Scoop out the seeds and "guts" of the pumpkin. Save seeds to roast or discard.
Break eggs into a large mixing bowl. Using a fork or whisk, beat by hand until fluffy, about 1 minute.
Add the coconut milk, vanilla, and half the sugar. Beat again for 1 minute, or until well mixed.
Add remaining sugar, stirring to dissolve into the egg mixture. Note: This may seem like too much sugar, but the custard does need to be sweet in order to compensate for the slightly bitter taste of the pumpkin.
Pour or ladle the egg mixture into the pumpkin. If you spill some on the outside of the pumpkin, wipe it away with a cloth. Fill to about 1/2 inch from the top of the rim. The egg mixture will rise a little out of the opening.
Set the pumpkin and the lid beside it in a roasting pan. Pour a little water (1/4 to 1/2 inch) into the bottom of the pan. Carefully place in oven. Bake 1 hour and 30 minutes.
After 45 minutes, the lid should be soft and cooked. Remove from oven and set aside.
After an hour, you should see the custard rising like a bubble out of the pumpkin.
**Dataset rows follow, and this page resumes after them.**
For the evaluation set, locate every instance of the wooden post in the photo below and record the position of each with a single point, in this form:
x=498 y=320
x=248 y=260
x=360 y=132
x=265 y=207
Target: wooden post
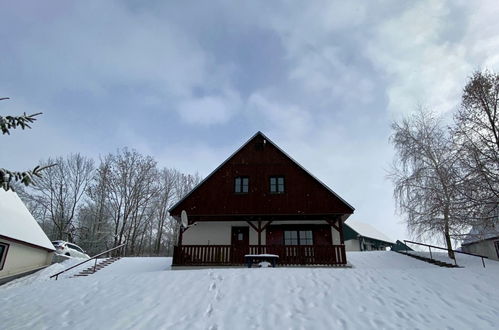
x=342 y=240
x=259 y=236
x=180 y=235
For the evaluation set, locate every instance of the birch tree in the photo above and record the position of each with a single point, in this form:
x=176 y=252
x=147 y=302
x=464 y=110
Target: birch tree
x=425 y=177
x=476 y=136
x=59 y=193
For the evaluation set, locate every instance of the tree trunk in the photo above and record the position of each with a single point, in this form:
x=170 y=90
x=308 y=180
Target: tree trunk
x=450 y=252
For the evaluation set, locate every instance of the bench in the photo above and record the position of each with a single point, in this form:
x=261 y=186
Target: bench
x=249 y=259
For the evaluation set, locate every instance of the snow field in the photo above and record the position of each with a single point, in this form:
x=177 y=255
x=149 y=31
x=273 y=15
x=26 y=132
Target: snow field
x=383 y=290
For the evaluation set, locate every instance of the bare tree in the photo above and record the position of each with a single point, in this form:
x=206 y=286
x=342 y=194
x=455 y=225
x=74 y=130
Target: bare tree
x=425 y=177
x=165 y=199
x=59 y=192
x=131 y=191
x=476 y=136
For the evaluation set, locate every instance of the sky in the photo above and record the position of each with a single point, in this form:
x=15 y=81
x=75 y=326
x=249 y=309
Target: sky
x=188 y=82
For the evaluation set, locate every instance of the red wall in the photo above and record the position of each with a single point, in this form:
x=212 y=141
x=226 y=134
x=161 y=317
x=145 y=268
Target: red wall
x=259 y=161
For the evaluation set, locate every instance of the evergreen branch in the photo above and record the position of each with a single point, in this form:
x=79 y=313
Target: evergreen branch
x=8 y=177
x=12 y=122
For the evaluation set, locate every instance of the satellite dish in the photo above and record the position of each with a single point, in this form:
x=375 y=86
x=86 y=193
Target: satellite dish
x=183 y=219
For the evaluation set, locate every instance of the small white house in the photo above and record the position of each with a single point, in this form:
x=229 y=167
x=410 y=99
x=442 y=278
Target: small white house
x=364 y=237
x=24 y=247
x=483 y=240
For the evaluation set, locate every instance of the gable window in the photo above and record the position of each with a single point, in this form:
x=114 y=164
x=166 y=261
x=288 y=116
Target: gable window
x=298 y=237
x=277 y=184
x=3 y=254
x=241 y=185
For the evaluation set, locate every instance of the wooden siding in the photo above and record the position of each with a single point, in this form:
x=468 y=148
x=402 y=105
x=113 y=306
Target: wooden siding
x=259 y=161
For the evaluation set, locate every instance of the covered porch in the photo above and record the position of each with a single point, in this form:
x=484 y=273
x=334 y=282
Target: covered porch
x=297 y=241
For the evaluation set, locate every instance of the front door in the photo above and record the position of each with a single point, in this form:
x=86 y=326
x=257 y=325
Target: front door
x=240 y=244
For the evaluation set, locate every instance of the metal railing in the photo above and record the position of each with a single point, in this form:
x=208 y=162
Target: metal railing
x=442 y=248
x=122 y=247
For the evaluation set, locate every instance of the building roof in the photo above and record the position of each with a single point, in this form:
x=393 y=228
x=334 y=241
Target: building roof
x=17 y=223
x=481 y=233
x=366 y=230
x=266 y=139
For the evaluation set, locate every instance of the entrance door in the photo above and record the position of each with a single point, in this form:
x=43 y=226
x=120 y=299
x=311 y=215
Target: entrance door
x=240 y=244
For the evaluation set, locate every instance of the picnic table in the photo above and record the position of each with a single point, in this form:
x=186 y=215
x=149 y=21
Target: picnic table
x=249 y=259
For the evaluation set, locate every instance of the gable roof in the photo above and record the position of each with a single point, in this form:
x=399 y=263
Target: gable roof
x=366 y=230
x=17 y=223
x=266 y=139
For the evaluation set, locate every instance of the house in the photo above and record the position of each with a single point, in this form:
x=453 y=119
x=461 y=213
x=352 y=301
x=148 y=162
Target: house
x=24 y=247
x=400 y=246
x=261 y=201
x=483 y=240
x=364 y=237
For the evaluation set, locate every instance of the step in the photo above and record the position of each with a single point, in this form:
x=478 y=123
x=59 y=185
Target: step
x=431 y=261
x=93 y=269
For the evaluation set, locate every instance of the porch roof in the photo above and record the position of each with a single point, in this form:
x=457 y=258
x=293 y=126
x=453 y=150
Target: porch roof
x=265 y=217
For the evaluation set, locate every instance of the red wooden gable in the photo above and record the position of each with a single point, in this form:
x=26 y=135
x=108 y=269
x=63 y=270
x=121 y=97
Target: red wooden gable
x=259 y=159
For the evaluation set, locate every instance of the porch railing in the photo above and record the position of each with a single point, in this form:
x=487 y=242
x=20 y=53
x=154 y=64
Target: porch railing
x=232 y=255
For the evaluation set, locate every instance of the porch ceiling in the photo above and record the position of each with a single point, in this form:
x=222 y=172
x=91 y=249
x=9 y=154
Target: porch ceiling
x=266 y=217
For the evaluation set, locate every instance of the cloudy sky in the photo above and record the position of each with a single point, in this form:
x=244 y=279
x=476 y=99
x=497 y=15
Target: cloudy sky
x=189 y=81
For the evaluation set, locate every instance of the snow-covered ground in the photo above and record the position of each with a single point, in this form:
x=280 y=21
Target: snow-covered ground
x=383 y=290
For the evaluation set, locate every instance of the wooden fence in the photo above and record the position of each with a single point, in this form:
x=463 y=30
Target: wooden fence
x=200 y=255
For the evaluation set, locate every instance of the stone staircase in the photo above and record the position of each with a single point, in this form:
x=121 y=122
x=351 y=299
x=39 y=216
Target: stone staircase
x=429 y=260
x=99 y=266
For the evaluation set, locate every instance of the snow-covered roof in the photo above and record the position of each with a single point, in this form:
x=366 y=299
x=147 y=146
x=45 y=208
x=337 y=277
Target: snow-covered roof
x=16 y=222
x=366 y=230
x=480 y=233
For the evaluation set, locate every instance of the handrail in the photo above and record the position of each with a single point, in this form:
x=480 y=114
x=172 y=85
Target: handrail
x=94 y=257
x=441 y=248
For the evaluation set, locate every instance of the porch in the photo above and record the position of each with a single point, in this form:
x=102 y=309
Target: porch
x=230 y=255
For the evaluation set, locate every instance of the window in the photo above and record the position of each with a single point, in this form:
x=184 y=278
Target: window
x=298 y=237
x=241 y=184
x=74 y=247
x=4 y=247
x=277 y=184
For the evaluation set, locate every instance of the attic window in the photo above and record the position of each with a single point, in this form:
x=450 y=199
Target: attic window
x=241 y=185
x=3 y=254
x=277 y=184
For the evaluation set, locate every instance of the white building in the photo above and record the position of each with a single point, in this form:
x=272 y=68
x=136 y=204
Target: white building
x=483 y=240
x=364 y=237
x=24 y=247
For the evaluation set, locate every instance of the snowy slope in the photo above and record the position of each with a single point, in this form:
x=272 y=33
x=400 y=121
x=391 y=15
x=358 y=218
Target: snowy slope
x=17 y=222
x=383 y=290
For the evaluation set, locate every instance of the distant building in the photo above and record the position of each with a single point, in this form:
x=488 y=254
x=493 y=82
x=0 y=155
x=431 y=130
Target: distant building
x=483 y=240
x=363 y=237
x=400 y=246
x=24 y=247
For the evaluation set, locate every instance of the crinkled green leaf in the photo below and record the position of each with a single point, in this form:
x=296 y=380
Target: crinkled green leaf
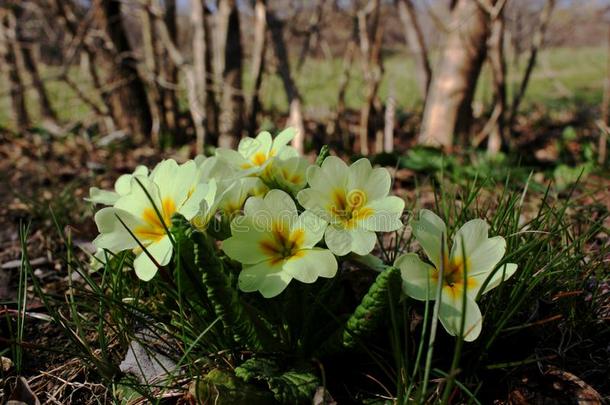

After 90 minutes, or when the custard appears firm, try inserting a long cake tester down into the custard—it should come out clean. If the custard hasn't set, or if the pumpkin/squash is still too firm to eat, return to oven and bake another 15 minutes.
Remove from oven and allow to cool at least 30 minutes.
Using your hands, lift the pumpkin out and place on a plate. The pumpkin can be sliced and eaten when cool enough. Note: The custard may "drop" a little—this is normal.
To serve, replace the lid of the pumpkin, or set it slightly askew so you can see the custard. Using a sharp serrated knife, cut the pumpkin into slices and place them on serving plates (it is especially nice served warm). Pour a little maple syrup over each piece. If desired, you can also pour over a little brandy or other favorite liqueur. Another nice topping favorite of mine is caramel sauce.